Like Brooks, Red is shipped off to the outside world in a bus. He's put in a halfway house and now works in a grocery store. He doesn't like the outside world, he's been too "institutionalized." But the only reason why he doesn't take his own life like Brooks is because of that promise he made to Andy. Like he said, he goes to Buxton, looks for the oak tree and the fence with the volcanic rock. Underneith the rock is a tin box, and inside the tin box, a letter, adressed to Red, along with some money, which no doubt is for Red to go to Mexico and join Andy in whatever he's doing in Mexico. Red takes the money and indeed uses it to go to Mexico, where, on the Pacific, he finds Andy fixing up an old boat, like he said. And now the two are finally back together, allowed to be friends still, but now both free, on an ocean that has no memory...

I was persueded to see The Shawshank Redemption by a good internet buddy who claimed this was his favorite film, and I can perfectly see why he loves it.
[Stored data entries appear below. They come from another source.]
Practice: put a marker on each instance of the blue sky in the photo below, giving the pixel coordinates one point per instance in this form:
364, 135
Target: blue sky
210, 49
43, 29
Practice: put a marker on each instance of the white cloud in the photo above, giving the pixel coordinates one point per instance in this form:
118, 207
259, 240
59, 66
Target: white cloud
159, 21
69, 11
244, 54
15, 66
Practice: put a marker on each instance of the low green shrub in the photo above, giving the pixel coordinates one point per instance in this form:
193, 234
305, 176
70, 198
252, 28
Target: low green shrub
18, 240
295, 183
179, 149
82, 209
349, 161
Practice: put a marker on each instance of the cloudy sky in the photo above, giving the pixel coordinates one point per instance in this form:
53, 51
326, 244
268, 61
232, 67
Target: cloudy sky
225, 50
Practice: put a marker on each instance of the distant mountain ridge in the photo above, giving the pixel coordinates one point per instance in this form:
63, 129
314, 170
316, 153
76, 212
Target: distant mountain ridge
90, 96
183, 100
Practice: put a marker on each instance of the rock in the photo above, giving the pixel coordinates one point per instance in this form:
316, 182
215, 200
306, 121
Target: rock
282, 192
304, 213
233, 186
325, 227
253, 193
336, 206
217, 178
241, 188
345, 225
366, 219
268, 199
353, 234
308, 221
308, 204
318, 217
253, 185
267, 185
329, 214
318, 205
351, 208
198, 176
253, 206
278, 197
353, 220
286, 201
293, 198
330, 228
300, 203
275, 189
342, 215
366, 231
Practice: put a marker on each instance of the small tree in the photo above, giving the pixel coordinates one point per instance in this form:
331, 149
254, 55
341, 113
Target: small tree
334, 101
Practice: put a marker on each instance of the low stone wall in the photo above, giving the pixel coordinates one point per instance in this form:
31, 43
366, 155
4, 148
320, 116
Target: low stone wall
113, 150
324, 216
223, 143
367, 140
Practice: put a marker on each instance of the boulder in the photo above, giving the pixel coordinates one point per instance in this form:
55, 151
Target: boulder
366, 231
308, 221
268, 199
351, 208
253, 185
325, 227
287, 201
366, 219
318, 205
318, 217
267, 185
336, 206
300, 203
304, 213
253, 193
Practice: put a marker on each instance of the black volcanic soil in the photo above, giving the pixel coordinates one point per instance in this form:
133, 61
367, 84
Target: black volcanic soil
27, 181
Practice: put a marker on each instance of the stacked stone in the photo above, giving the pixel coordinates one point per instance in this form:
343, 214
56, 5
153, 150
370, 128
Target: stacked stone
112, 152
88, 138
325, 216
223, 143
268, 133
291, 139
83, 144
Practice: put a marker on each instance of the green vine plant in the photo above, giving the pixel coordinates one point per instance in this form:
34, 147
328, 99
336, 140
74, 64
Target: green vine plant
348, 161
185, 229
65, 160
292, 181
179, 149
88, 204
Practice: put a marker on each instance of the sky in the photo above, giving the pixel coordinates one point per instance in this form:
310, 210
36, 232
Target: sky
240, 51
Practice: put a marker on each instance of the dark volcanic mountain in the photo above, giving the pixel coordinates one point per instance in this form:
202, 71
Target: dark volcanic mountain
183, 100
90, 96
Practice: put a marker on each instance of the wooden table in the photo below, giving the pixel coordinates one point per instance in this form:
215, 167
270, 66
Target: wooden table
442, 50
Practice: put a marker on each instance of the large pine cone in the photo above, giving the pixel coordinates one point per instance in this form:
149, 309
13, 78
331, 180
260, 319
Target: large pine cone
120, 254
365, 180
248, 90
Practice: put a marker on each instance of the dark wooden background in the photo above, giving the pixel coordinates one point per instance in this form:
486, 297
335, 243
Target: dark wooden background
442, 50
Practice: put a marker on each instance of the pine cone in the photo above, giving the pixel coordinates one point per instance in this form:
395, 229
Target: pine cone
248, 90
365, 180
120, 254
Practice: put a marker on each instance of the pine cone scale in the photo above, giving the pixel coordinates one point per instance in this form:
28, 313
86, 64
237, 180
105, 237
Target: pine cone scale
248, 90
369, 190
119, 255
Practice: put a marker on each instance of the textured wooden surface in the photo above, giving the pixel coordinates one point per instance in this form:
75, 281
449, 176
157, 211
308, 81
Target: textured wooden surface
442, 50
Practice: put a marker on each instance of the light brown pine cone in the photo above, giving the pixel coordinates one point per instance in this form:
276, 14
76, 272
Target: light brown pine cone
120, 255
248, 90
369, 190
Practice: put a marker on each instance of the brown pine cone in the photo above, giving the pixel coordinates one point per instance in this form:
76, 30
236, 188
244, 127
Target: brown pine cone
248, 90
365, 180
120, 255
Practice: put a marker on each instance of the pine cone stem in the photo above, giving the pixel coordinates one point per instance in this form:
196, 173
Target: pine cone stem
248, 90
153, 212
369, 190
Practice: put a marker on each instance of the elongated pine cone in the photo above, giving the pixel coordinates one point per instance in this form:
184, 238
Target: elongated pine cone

I'm not a 90's film buff but I can easily say that this is one of the best of the 90's. A well crafted film with an excellent script and an excellent cast. What I love most about The Shawshank Redemption, besides the perfect on screen relationship between Freeman and Robbins, is the fact that there is absolutley, positively no useless information in this film. Every scene, every line, every object has some kind of significance, be it the rocks that Andy collects, the rock hammer, or even Red saying Andy has "shitty pipe dreams" (because he does, after all, escape in a sewage pipe!). I loved how everything that happened in the film came together in the end, when Red was reciting to us how Andy escaped. Another thing I love about the script is the superb diolouge. I remember that another friend of mine complained that not every film has to have "sound bite" dialouge to have great diolouge. The Shawshank Redemption may have "sound bite" dialouge, but it in no way ruins the film. There are so many excellent peices of dialouge, especially those spoken by Freeman as the narriator. The characters of this film are equally as well written. If you can't tell already, I really was interested in the character of Andy. He is a strong, inspiring figure, he'll do anything to reach his dream of ultamate redemption: To live on the ocean that doesn't ask questions, that won't look down on him just because he's a convict (even though an innocent one). But there's too much that I love about the plot...

Likewise, the performances from the cast are very strong. Of course, the leads are excellent, and Freeman is able to narriate the film smoothly. His best scene is his final parole meeting, with that great speech he delivers. Freeman plays his role perfectly, as a man who's given up because he's too realistic. Red has no dreams, he just knows that he'll be forever bound to the prison walls of Shawshank, free or not. Robbins plays Andy with the right amount of silent power and slyness to pull his character off conviningly. James Whitmore as the sweet buy tragic Brooks is also noticable, his best scene being when he treatens the life of another convict just to keep himself in prison. Also noticable are Bob Gunton as the warden and Clancy Brown as the ruthless officer, both play their roles with the right amount of terrifying menace.

I really think this is a film not to be missed. Predictable it may be, but how could you bemoan such petty issues in face of such an excellent film? Besides, not every film has to be an unpredictable peice of pretentious art, anyway.